Avoiding information hops for successful continuous delivery
A requirements-driven approach to testing and development
When Winston W. Royce, in 1970, described the single-step sequential model which became known as the Waterfall model, he recognized an inherent risk in it: there was a lack of feedback at each stage. And yet, by the 1990s, the method was prevalent, and still today supposedly “Agile” projects frequently turn out to be mini-Waterfalls.
In addition to the faint feedback loop, this model has fundamental drawbacks in terms of both efficiency and quality. It proposes that a user and BA design the system, developers code it, and testers test it – in that order. At each of these linear stages, information is passed on and transformed. With each of these time-consuming “Information Hops”, there is a degradation in quality.

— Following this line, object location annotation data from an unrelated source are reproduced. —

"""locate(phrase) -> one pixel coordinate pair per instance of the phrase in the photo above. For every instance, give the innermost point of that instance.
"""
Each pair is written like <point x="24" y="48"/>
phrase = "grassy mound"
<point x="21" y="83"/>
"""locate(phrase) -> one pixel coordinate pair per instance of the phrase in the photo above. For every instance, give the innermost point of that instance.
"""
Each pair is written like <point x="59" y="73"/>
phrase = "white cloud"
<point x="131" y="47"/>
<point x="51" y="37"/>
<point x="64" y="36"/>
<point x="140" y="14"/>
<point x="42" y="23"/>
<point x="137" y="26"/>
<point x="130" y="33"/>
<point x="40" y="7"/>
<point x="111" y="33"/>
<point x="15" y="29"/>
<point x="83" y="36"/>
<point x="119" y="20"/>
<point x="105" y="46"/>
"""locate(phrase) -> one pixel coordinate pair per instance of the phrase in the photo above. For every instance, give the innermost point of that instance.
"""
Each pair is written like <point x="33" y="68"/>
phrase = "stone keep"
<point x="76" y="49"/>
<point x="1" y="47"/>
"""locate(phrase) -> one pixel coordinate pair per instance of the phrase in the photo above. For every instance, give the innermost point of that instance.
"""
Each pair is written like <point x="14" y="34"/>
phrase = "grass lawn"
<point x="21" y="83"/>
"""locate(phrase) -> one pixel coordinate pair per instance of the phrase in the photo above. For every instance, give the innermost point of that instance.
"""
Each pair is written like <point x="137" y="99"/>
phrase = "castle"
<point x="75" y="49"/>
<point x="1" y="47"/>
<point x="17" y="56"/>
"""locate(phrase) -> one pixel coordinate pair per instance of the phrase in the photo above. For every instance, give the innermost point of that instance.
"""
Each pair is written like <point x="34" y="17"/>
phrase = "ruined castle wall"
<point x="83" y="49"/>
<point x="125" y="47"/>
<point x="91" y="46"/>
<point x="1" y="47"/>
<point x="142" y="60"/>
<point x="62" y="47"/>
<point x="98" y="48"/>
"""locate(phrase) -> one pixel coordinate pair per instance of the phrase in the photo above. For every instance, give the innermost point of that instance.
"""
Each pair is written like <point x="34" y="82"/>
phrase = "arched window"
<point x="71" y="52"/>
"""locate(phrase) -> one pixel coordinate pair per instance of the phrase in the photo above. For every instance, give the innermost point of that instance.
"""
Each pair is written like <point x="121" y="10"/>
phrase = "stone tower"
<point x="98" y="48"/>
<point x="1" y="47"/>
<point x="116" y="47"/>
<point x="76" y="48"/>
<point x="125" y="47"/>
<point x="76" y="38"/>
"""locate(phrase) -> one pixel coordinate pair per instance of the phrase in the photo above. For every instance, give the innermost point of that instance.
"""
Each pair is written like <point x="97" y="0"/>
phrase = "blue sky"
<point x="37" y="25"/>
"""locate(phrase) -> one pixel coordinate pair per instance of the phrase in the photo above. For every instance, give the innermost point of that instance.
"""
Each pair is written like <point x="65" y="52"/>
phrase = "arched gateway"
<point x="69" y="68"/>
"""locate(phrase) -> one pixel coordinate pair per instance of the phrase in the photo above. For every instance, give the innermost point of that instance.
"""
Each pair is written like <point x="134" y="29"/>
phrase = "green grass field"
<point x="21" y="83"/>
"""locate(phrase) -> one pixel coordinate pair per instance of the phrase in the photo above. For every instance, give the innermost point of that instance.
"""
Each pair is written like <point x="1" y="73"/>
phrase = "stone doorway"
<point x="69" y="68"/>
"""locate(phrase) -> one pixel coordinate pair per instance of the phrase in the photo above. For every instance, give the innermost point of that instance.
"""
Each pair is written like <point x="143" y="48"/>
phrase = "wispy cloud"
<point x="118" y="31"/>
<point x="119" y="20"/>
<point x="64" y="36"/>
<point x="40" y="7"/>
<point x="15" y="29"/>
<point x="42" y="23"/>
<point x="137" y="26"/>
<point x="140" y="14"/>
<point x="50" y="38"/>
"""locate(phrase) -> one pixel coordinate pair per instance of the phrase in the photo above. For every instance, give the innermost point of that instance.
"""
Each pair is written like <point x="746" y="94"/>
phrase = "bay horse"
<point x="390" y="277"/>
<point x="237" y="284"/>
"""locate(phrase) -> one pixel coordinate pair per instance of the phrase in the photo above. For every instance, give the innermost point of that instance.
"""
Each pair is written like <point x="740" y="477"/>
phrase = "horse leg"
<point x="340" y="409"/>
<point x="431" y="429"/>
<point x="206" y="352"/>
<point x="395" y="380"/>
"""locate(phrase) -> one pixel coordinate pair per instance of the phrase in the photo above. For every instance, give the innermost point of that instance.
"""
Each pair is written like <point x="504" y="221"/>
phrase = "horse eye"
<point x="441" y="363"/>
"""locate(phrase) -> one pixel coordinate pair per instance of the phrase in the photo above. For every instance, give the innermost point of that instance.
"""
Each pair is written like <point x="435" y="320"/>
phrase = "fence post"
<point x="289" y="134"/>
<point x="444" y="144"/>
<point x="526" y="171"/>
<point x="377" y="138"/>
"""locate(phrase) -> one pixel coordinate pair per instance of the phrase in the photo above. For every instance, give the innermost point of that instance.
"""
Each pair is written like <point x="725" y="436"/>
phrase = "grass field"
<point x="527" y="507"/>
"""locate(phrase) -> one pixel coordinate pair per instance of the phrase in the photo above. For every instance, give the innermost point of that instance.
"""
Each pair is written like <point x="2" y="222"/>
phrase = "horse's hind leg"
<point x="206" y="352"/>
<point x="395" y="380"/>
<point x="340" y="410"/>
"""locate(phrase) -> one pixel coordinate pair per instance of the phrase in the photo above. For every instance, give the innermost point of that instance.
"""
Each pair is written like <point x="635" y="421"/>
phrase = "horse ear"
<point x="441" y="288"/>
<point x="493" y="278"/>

Some degradation of quality is unavoidable. It is created by inherent uncertainty regarding the exact nature of the system being developed, while some is a consequence of human error.
However, some uncertainty is introduced by incomplete, ambiguous requirements. This uncertainty breeds misunderstanding from the very start, which is then perpetuated throughout the SDLC, having a devastating effect on how well user expectations are transformed into a working system.
In fact, at least 56% of defects stem from ambiguity in requirements, while some place this as high as 59%, or even 65%. These requirements defects can account for 64% or even 80% of defect remediation costs. They also create rework and project delays, as the later defects are detected, the harder they are to fix.
In addition to the time spent converting poor quality requirements to code, each subsequent information hop takes more time, and further impacts quality.
Test cases are typically derived manually from the requirements, in an unsystematic manner – a time-consuming process, which rarely achieves sufficient test coverage. One team we worked with, for example, spent 6 hours creating 11 test cases with just 16% coverage.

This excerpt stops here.